The stock market experienced significant turmoil this week, leaving many investors worried about their savings. As a certified public accountant, I don’t give direct investment advice, but I’m comfortable keeping my money in the stock market. It’s important to put things into perspective by examining some fundamental indicators.
Younger millennials and Gen Z-ers may be panicking about recent market declines. However, we’ve experienced worse situations before. In March 2009, the stock market lost more than half its value from what it had reached less than two years before.
Yet, in the past 15 years, it has increased sixfold. Today’s economic problems are not as severe as those in 2009. Corrections are a part of the market cycle, and rumors often influence market movements.
The Dow Jones average is currently down about 15% from its high in November, but it is still at a historically high level compared to before late 2022. Despite losses, people who invested in the markets over the past decade are still doing well overall. The economy added more jobs last month, despite shedding hundreds of thousands of government workers.
Other indices remain strong.
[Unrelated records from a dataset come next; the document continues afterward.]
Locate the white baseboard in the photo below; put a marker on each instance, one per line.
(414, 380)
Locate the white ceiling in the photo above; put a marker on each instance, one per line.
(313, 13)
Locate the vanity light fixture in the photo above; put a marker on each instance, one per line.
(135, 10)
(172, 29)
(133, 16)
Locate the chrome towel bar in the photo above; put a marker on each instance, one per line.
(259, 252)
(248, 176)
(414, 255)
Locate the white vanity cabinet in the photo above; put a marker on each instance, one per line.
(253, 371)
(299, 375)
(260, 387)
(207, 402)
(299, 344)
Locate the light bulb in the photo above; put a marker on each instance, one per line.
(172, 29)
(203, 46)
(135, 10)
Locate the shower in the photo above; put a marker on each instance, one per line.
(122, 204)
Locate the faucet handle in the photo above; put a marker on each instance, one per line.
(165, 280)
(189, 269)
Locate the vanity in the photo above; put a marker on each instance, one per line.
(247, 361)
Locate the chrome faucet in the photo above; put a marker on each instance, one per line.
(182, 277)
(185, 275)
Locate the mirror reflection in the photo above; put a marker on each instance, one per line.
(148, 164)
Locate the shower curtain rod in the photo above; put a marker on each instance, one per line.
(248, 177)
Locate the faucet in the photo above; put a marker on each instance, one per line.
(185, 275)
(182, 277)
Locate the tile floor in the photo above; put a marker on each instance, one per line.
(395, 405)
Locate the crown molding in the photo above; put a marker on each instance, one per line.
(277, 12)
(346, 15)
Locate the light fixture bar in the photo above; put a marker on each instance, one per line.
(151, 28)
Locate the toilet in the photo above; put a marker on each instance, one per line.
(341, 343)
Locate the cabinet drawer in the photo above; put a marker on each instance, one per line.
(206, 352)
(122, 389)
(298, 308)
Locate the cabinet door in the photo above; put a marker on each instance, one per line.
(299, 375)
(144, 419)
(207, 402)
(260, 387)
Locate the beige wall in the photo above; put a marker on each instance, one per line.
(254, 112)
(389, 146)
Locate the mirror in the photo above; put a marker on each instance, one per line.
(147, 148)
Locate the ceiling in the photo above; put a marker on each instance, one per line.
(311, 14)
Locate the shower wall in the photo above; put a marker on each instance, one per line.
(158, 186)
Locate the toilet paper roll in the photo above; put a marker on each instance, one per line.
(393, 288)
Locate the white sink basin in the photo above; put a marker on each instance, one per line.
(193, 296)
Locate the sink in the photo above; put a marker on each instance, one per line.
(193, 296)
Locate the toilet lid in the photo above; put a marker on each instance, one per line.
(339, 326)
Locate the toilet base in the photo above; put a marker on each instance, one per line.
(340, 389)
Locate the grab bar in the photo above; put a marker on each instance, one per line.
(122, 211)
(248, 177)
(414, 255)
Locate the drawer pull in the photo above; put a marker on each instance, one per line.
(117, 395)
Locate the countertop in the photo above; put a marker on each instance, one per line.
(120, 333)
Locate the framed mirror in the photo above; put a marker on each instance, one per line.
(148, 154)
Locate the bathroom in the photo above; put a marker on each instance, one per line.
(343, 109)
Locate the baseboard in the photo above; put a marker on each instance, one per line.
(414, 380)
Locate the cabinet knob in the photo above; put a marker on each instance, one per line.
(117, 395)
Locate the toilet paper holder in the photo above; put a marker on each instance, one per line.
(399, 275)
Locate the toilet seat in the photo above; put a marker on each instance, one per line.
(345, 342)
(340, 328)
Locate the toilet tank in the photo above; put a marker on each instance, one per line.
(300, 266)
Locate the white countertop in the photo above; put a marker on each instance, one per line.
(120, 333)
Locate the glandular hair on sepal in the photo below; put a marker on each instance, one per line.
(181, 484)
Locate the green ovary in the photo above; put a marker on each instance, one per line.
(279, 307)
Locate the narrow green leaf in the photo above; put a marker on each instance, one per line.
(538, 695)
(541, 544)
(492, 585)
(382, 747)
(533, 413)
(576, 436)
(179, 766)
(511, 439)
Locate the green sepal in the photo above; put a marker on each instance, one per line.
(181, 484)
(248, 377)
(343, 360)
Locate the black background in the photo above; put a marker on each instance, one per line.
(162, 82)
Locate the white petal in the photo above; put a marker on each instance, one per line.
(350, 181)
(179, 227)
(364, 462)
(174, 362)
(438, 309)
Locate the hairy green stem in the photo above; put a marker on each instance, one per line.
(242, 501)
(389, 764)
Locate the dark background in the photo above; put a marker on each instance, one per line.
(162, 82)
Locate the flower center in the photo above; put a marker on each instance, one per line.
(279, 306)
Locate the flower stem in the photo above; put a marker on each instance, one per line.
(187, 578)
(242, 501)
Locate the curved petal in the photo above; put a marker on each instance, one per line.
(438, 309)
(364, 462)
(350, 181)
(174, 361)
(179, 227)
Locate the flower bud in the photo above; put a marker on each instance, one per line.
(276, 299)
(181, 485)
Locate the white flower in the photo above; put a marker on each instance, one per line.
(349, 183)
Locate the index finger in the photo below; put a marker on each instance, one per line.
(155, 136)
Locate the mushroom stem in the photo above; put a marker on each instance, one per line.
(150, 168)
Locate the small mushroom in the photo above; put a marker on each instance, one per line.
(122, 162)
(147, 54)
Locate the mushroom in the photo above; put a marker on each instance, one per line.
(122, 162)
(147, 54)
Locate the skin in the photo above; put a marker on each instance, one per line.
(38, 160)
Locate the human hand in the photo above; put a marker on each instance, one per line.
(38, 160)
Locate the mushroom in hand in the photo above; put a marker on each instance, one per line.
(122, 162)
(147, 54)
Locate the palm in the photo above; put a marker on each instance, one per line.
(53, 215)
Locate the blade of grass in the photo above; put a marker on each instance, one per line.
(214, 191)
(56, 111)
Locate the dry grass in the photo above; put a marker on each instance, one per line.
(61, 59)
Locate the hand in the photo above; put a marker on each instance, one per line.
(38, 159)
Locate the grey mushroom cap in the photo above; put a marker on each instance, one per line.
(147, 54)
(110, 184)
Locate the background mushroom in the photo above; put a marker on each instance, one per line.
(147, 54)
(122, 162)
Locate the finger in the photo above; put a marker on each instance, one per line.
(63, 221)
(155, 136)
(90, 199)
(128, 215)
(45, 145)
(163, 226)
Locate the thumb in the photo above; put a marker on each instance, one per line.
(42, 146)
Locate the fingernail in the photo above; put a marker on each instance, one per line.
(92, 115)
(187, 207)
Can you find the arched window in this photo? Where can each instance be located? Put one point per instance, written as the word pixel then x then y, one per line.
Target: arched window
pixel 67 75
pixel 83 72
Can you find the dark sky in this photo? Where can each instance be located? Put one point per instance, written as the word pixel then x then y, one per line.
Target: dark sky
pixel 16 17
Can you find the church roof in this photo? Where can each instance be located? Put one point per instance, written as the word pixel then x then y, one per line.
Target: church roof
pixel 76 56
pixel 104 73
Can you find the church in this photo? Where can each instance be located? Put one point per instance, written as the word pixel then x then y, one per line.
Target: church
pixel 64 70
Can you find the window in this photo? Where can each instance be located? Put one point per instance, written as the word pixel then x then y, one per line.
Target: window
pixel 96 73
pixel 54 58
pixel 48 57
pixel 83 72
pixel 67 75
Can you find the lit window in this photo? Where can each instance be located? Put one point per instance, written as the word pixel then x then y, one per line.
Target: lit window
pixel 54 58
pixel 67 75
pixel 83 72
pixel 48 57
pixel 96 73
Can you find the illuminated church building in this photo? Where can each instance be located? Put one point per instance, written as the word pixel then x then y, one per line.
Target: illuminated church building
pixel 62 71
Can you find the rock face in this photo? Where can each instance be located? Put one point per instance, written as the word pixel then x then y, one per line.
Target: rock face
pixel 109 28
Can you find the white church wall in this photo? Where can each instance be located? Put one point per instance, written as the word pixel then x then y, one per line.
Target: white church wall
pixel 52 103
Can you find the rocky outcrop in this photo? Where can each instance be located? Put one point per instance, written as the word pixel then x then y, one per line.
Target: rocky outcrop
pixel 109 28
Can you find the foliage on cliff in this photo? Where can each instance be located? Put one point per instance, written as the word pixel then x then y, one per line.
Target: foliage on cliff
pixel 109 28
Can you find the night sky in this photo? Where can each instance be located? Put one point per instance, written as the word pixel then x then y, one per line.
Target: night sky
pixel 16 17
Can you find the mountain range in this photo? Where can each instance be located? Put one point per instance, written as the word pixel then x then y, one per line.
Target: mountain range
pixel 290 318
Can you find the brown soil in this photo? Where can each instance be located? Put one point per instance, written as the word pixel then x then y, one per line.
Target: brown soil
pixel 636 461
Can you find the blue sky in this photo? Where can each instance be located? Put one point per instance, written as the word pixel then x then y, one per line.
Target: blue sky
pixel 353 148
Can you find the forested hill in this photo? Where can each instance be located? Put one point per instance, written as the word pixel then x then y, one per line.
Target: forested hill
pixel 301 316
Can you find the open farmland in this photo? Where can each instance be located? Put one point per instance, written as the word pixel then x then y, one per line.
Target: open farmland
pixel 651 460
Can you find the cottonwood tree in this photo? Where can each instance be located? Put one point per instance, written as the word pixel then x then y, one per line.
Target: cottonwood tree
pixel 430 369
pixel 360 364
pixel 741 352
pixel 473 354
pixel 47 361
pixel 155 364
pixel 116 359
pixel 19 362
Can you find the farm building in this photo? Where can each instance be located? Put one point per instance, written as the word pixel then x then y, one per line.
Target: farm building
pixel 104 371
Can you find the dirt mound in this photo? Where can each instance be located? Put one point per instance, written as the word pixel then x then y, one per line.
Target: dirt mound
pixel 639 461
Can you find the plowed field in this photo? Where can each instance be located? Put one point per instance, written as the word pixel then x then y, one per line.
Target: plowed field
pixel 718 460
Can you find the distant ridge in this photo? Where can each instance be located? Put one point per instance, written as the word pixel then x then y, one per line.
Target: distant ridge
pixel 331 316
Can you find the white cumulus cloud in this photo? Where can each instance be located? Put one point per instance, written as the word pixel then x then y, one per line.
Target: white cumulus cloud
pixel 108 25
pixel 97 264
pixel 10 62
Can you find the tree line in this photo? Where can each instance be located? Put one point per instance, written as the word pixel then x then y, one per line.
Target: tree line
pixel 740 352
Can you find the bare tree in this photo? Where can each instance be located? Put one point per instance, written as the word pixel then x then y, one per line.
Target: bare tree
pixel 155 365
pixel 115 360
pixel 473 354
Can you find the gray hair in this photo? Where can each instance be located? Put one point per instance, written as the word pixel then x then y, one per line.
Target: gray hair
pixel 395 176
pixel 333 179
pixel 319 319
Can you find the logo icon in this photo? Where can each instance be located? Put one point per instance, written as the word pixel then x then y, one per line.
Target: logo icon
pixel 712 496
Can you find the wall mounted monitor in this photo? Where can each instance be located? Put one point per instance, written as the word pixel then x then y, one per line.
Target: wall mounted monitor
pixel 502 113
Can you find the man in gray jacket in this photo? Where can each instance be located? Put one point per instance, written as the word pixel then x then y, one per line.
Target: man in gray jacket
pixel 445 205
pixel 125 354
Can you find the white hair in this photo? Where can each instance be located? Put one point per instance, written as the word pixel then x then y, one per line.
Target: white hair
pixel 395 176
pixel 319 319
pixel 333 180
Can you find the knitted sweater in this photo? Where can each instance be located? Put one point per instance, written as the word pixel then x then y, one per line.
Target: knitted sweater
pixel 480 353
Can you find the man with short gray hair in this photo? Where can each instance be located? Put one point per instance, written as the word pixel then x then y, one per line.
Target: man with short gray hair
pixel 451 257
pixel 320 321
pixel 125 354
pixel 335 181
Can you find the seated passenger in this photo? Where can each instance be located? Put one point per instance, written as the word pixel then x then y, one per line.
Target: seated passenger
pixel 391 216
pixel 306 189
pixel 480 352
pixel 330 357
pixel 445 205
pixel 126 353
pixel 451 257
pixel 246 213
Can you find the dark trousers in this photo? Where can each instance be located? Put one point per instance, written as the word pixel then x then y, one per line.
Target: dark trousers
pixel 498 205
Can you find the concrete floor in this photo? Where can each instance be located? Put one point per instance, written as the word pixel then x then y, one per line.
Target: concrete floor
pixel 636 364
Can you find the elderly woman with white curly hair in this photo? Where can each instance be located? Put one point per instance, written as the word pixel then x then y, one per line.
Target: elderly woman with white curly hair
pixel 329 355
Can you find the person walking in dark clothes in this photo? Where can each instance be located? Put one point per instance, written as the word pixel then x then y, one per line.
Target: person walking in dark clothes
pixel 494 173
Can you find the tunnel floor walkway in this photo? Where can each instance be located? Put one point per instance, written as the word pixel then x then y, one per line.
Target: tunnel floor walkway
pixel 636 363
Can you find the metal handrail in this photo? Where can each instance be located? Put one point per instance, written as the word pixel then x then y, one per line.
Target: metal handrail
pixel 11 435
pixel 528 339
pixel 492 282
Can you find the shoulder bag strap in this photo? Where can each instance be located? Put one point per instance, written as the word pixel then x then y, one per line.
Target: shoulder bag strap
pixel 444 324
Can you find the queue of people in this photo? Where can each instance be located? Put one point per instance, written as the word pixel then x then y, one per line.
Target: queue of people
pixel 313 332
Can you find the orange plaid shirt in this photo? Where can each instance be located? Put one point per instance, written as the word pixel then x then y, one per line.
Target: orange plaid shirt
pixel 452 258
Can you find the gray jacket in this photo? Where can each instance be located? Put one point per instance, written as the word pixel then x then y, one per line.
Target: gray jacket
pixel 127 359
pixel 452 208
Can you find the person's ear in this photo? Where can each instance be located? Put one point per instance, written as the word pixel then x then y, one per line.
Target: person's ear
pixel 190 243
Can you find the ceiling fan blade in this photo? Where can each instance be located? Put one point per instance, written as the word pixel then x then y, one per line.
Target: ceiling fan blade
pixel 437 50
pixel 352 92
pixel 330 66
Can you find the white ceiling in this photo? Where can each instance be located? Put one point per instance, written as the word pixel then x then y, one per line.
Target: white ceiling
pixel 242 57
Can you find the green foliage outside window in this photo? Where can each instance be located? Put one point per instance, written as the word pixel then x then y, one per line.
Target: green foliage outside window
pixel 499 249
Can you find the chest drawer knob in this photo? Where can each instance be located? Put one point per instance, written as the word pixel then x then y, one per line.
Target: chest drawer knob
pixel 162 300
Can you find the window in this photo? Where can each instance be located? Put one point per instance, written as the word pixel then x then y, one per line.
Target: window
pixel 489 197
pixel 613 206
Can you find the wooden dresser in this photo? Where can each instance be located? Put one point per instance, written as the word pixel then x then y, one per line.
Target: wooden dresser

Although manufacturing has been in contraction for years, the service industries are expanding. Unlike 2009, capital is available, and our banking system is strong.
Consumers are spending, and wages are outpacing inflation. The trade war initiated by Trump is indeed disruptive.
Staying calm amid market fluctuations
However, in the coming months or a little longer, the situation may stabilize. Perhaps Trump’s strategy to “take the medicine” early in his term will time an economic upswing towards the end of his term. While market volatility spurred by rumors and speculation is expected, it is unlikely to be as severe as the 2008 financial crisis.
There are also some pro-growth policies under way with more in the pipeline. Regulatory oversight from the federal government has been reduced through various executive orders and the dismantling of certain agencies. This policy shift allows business owners to focus more on their businesses rather than compliance with federal regulations.
More importantly, ongoing debates about tax policies could result in extending or making permanent many benefits from the 2017 Tax Cuts and Jobs Act, as well as potentially eliminating taxes on capital gains, overtime, social security, and tips. While not all proposed changes will come into effect, some will, likely putting more money in consumers’ pockets and giving businesses a further long-term boost. The bond market suggests that inflation will cool down.
Bond yields have decreased over the past few weeks, indicating expectations for lower inflation and prompting the Federal Reserve to potentially lower interest rates. While a slowdown might hint at a recession, lower interest rates generally reduce borrowing costs, benefiting sectors such as residential real estate, which comprises a significant portion of the U.S. economy. As mortgage rates fall, we may see more activity in the housing market which has been slow due to higher interest rates.
Heading into spring and summer, expect more buyers and sellers to reenter the market. Economists and analysts will have differing opinions, but the bottom line remains: don’t sell your stocks in a panic. History shows that investing in the broader stock market via mutual and index funds tends to outpace other investment strategies.
If you have extra cash, consider investing more into these funds. Always consult with a competent wealth advisor to evaluate your specific risks, but overall, stay calm. You’ll be fine.